Q: Our children made their birthday wish lists early this year. Reading through them, I’m taken aback at how … well, self-centred they are. How can we adjust their point of view?
A: Most children have a tendency to feel that the world revolves around them. Our culture encourages this problem by telling children — and adults, frankly – to be self-centred, to look out for number one. As parents, we have to work hard to help our children look beyond their own interests and to develop empathy for others.
Author Silvana Clark addresses this issue in her book Fun-Filled Parenting. She suggests that one of the best antidotes for self-centredness is to volunteer as a family. It might be donating some items to a local home, or hosting a neighbourhood car wash and giving the proceeds to charity. Picking up rubbish at the park, taking part in a community service project, putting together care packages for the security guards … the possibilities are endless.

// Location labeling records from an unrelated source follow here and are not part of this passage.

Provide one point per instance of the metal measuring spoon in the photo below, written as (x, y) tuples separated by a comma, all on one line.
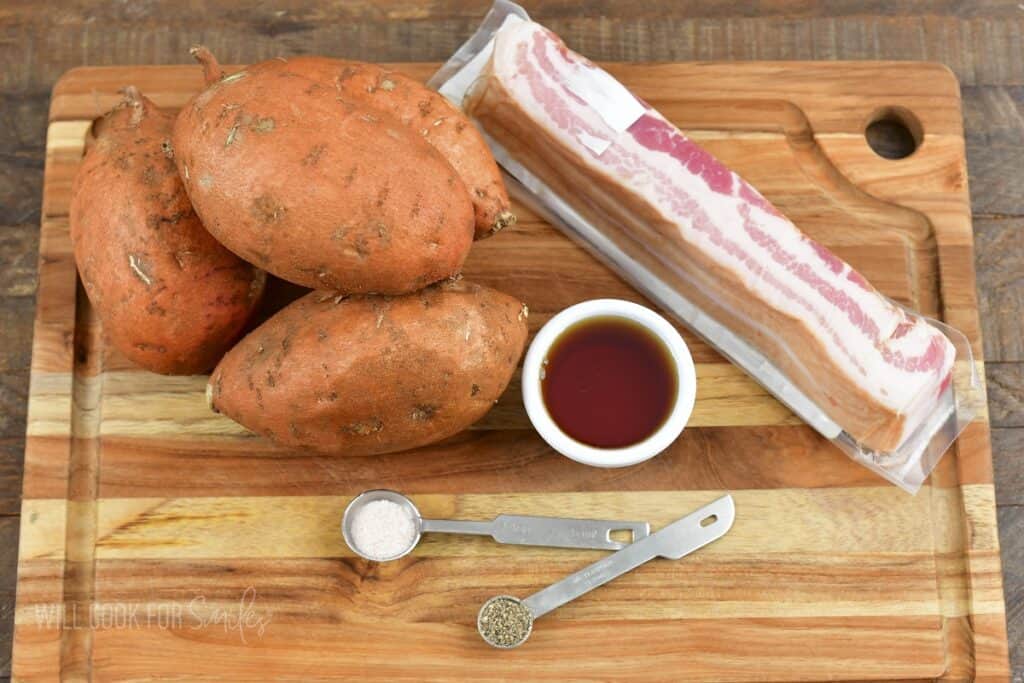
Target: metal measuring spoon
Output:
[(515, 529), (506, 622)]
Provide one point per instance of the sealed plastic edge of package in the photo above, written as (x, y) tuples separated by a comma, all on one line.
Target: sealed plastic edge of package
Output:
[(891, 388)]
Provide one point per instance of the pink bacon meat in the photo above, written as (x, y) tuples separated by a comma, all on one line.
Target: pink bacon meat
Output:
[(878, 371)]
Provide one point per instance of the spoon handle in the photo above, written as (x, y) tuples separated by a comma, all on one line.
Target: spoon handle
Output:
[(548, 531), (588, 579), (675, 541)]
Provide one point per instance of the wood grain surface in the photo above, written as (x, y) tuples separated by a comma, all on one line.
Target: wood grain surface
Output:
[(980, 41), (150, 524)]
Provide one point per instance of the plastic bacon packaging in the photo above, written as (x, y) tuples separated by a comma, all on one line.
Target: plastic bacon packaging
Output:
[(890, 387)]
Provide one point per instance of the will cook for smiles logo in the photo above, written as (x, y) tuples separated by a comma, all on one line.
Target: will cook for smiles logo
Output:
[(242, 616)]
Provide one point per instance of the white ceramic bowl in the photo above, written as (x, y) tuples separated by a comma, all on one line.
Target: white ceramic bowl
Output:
[(582, 453)]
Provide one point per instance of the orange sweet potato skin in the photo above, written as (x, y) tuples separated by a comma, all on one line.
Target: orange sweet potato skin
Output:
[(169, 296), (321, 191), (431, 116), (371, 375)]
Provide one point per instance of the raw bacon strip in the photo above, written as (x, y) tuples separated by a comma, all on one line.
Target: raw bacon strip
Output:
[(878, 371)]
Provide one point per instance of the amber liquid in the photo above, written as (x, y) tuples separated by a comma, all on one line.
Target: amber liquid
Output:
[(609, 382)]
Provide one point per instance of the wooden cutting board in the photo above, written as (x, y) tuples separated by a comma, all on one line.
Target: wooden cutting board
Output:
[(162, 541)]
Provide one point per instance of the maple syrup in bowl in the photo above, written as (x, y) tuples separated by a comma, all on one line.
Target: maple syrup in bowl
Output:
[(608, 383)]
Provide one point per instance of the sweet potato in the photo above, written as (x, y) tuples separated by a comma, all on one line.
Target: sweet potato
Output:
[(317, 190), (369, 375), (169, 296), (430, 115)]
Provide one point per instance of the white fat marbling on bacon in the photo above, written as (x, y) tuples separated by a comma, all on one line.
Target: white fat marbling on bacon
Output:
[(898, 358)]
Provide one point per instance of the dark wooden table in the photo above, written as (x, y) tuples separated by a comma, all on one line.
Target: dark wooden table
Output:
[(981, 41)]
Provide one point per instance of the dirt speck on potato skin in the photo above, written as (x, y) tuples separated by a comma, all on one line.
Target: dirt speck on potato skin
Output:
[(170, 297), (370, 374)]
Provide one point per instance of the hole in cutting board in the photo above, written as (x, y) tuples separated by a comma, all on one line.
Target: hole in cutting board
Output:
[(894, 132)]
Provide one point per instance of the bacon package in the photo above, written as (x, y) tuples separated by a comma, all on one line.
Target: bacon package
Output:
[(890, 387)]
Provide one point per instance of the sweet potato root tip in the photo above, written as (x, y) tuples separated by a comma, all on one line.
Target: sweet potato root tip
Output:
[(211, 68), (504, 219)]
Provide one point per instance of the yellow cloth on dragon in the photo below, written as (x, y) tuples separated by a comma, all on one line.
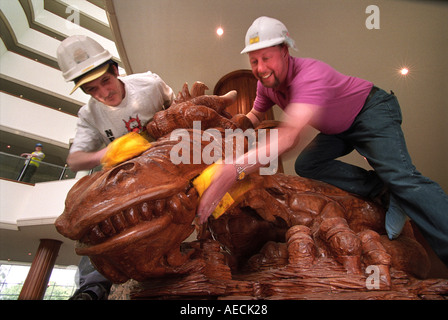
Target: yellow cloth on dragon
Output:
[(203, 181), (124, 148)]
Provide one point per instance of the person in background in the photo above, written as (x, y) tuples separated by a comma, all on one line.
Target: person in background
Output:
[(118, 105), (351, 114), (32, 163)]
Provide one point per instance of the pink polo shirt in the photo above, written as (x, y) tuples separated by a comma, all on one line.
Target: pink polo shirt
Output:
[(338, 98)]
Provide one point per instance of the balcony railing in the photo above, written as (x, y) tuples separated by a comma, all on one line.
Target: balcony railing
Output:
[(13, 167)]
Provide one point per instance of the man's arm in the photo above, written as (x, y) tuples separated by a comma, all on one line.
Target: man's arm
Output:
[(80, 160), (298, 116)]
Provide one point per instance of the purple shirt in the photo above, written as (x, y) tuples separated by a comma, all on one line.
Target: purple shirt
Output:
[(338, 98)]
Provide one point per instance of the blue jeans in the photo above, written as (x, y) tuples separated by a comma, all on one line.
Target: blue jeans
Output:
[(376, 134)]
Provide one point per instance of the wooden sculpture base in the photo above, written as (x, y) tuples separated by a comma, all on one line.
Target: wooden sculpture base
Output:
[(323, 280)]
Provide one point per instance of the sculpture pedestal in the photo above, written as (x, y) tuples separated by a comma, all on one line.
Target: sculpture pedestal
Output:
[(321, 280)]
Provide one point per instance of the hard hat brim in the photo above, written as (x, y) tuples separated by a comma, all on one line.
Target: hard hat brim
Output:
[(262, 45), (92, 75)]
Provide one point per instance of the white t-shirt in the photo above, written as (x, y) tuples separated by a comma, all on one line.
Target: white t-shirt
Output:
[(99, 124)]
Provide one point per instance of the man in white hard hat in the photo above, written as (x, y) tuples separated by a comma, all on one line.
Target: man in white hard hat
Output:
[(351, 114), (118, 105)]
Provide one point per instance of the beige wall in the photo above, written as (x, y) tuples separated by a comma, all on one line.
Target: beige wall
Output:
[(176, 39)]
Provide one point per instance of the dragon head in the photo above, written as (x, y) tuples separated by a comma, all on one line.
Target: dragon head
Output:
[(131, 218)]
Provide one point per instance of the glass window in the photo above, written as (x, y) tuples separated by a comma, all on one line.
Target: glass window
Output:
[(60, 287)]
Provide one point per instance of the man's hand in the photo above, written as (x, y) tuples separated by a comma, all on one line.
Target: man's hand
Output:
[(222, 181)]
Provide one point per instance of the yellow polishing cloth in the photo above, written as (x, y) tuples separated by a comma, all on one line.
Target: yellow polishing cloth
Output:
[(202, 182), (124, 148)]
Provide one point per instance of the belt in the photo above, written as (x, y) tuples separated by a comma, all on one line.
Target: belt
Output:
[(371, 93)]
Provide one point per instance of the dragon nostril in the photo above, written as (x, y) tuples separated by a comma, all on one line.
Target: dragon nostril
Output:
[(119, 173)]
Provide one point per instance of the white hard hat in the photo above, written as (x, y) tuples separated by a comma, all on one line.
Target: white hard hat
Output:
[(267, 32), (77, 55)]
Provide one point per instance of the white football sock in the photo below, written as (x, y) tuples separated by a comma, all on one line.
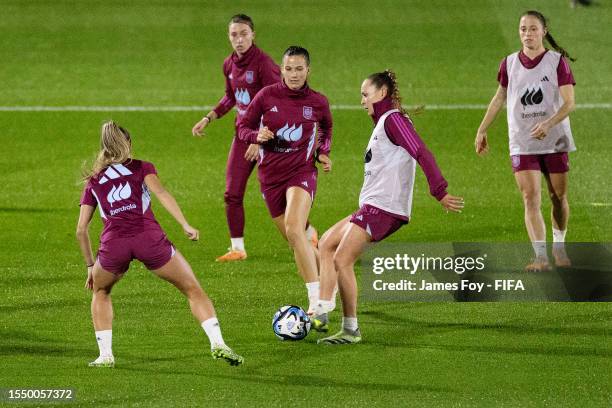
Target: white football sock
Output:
[(333, 299), (558, 235), (105, 342), (238, 244), (324, 306), (539, 247), (349, 323), (313, 294), (213, 331)]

According to Mrs. Clark, volunteering can help children learn four valuable lessons. First, it helps them understand that they’re not the centre of the universe. Second, it enables children to learn responsibility and gain self-confidence. Third, it puts them in touch with community resources and groups that depend on volunteers. And finally, volunteering helps children build relationships with positive role models — men and women who have invested their lives in reaching out to others.
It’s important that we as mums and dads model service and self-sacrifice for our children, but it’s even better if we can get the children involved in the same activities. Make volunteering a family affair! It will draw you closer together, and you just might make some lasting memories in the process.